Sono stato in laguna, durante la leggendaria Mostra del Cinema di Venezia, quattro volte, in vesti e per motivi sempre diversi. Ma che fossi lì come semplice spettatore, come accreditato regolare o come contestatore, che guardassi lo scorrere quotidiano del festival al di là o al di qua delle transenne, che dormissi in un bell’albergo con vista campanile o accampato nel sottopassaggio di Mestre, il risultato non è cambiato poi molto. Alla fine, me ne sono venuto via con quella sensazione straniante di ovattato stordimento, di vertigine e cerchio alla testa che si ha dopo aver passato un tempo assai consistente in un grande luna park, accecati di luci lampeggianti e suoni elettronici continui, l’odore misto di crauti e croccante nelle narici e il sentirsi avvolti da un alone – non si capisce se confortevole e inquietante – di irrealtà.

Ecco, Venezia è più o meno così. Sfavillante e baraccona, ciarliera e confusa, impegnativa e impegnata. E sottilmente irreale, soprattutto.

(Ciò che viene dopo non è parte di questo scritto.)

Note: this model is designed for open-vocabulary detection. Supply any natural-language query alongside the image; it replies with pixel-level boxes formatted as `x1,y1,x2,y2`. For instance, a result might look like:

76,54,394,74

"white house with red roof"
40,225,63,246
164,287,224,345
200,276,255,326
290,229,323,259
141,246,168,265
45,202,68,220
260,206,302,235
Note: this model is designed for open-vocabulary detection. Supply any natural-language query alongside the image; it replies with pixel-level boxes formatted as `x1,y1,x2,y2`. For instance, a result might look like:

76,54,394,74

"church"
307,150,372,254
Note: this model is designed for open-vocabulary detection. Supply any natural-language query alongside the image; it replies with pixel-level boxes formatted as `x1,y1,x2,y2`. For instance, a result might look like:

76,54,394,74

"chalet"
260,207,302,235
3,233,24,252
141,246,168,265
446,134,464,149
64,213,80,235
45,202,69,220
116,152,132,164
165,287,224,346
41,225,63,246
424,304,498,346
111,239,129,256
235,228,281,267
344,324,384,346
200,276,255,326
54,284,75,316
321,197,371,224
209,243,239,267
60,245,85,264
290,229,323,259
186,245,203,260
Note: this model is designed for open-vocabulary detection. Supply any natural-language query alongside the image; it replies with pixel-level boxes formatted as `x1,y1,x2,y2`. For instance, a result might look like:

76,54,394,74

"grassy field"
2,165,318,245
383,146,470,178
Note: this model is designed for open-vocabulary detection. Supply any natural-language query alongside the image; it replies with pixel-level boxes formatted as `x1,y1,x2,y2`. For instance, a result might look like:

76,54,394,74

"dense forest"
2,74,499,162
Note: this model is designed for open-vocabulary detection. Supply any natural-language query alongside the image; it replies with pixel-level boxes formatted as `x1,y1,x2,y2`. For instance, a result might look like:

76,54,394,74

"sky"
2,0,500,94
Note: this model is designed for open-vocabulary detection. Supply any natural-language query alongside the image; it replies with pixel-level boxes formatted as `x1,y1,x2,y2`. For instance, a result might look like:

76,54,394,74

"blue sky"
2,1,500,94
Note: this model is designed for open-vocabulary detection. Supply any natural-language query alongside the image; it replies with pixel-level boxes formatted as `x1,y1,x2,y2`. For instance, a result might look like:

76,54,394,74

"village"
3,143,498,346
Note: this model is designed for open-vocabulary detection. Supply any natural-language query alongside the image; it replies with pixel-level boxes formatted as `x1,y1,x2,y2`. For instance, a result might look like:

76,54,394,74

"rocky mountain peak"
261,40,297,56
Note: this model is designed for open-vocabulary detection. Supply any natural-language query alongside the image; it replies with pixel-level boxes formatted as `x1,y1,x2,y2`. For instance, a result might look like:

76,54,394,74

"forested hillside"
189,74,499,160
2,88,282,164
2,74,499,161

Un grande, gigantesco cartone di cartapesta dove si intrecciano e s’incrociano gigantesche aspirazioni e bassi istanti, spietati propositi di scalata al successo e disarmanti sincerità artistiche.

Il tutto da qualcosa come 73 anni. 73 anni di proiezioni, polemiche, film brutti, film leggendari, film non capiti, consacrazioni, cadute, risalite. 73 anni di storia del cinema, prima di tutto. Ma anche 73 anni di gossip e paparazzi, dolce vita e notti lunghissime, corna epocali e scandali al sole. 73 anni di mitico (o mitologico) Hotel Excelsior, ad appena trenta metri dal red carpet, via vai di divi (pochi) e imbucati (molti), star e starlette, attori e politici, showgirl e imprenditori, giornalisti ed escort (“che un tempo si chiamavano semplicemente amiche”, mi ricordava il giornalista scafato con cui ho passato una giornata intera l’ultima mia volta al Lido). E ovviamente, 73 anni di transenne a fasciare il red carpet e quei trenta metri di cui sopra che alcuni (di solito i giornalisti e quelli che contano poco o nulla) si fanno a piedi e altri in una macchina offerta dallo sponsor. Transenne al di là delle quali, che piova o ci siano trenta gradi, si accalca una folla stoica ed eterogenea. Che si aspetti Alain Delon o lo sconosciuto nuovo messia del cinema koreano, una starletta televisiva o un ignoto attore iraniano inviso al regime, non importa: loro, al di là delle transenne, sono disposti a starsene lì in piedi ore e ore per dieci minuti di discesa dalle macchina e sfilata sul red carpet. Perché a loro, da 73 anni, non importa chi sei, ma importa che tu sia lì. E se tu sei lì sei certamente qualcuno e vale per forza la pena aspettarti, dedicarti sguardi, grida e applausi, provare a strapparti un autografo (ieri) o un selfie da postare sui social (oggi).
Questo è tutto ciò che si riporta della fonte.